日刊まにら新聞 The Daily Manila Shimbun
- The front page of the Manila Shimbun on March 27, 2013
- Type: Daily newspaper
- Format: Broadsheet
- Founder: Hirochika Noguchi
- Editor-in-chief: Eiichiro Ishiyama
- Founded: May 3, 1992
- Ceased publication: December 31, 2021 (print edition)
- Relaunched: October 1, 2022 (print edition)
- Language: Japanese (primary) English (secondary)
- Headquarters: Makati, Metro Manila, Philippines
- Circulation: 4,500 (2020)
- Website: manila-shimbun.com

= Manila Shimbun =

Japanese language newspaper in the Philippines

The Manila Shimbun (まにら新聞), officially called The Daily Manila Shimbun (日刊まにら新聞, Nikkan Manira Shinbun), is a daily newspaper in the Philippines written in the Japanese language. It is Southeast Asia's first modern-day daily Japanese-language newspaper. It began publishing under its current name in January 1996, and later launched a sister publication in Indonesia, The Daily Jakarta Shimbun, in November 1998.

Published as a broadsheet, the newspaper is written primarily in Japanese but also has a section in English, run by both Japanese and Filipino staff members.

==History==
Established on May 3, 1992 as the Kyodo News Daily,

In 2014, the newspaper signed a memorandum of agreement with the Tourism Promotions Board, an attached agency of the Department of Tourism, to promote Japanese tourism in the Philippines through media placements both in the Manila Shimbun and its sister magazines.
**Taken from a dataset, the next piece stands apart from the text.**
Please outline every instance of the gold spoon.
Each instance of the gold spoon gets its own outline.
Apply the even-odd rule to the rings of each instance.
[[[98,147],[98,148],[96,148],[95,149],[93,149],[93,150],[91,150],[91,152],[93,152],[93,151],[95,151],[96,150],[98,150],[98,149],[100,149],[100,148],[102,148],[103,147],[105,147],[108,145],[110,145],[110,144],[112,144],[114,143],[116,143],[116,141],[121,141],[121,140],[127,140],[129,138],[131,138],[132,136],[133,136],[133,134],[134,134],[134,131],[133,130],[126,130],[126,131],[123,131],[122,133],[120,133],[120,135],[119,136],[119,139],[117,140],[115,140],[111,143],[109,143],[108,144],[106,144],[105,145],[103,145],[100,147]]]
The newspaper ended its print edition in December 2021 due to the COVID-19 pandemic in the Philippines, leaving the online edition as its sole format, although the print edition resumed production on October 1, 2022. Production was halted again in November 2023, and then resumed on September 1, 2024.

On June 16, 2026, the newspaper reportedly suspended operations.

==Corporate Social Responsibility==
The newspaper also has a history of community outreach, particularly to non-Japanese-speaking Filipinos, through the Daily Manila Shimbun Culture Center. It began organizing an annual cooking festival in 1998, as well as a Filipino-language essay writing contest in 2002.

==Awards==
It has won several awards from the Association of Nikkei and Japanese Abroad, including two grand prizes in 2004 and 2007, while a journalist for the newspaper, Takehide Mizutani, won the Takeshi Kaikō Prize in 2011 for his book The Men Who Abandoned Japan (日本を捨てた男たち), inspired by the homeless Japanese he met in the Philippines as a journalist.

==Name==
The Manila Shimbun also refers to an unrelated World War II-era newspaper published by the Manila Shimbunsha (マニラ新聞社), a corporation that held a monopoly on all wartime print information dissemination for propaganda purposes, including control over pre-war outlets that were allowed to remain open.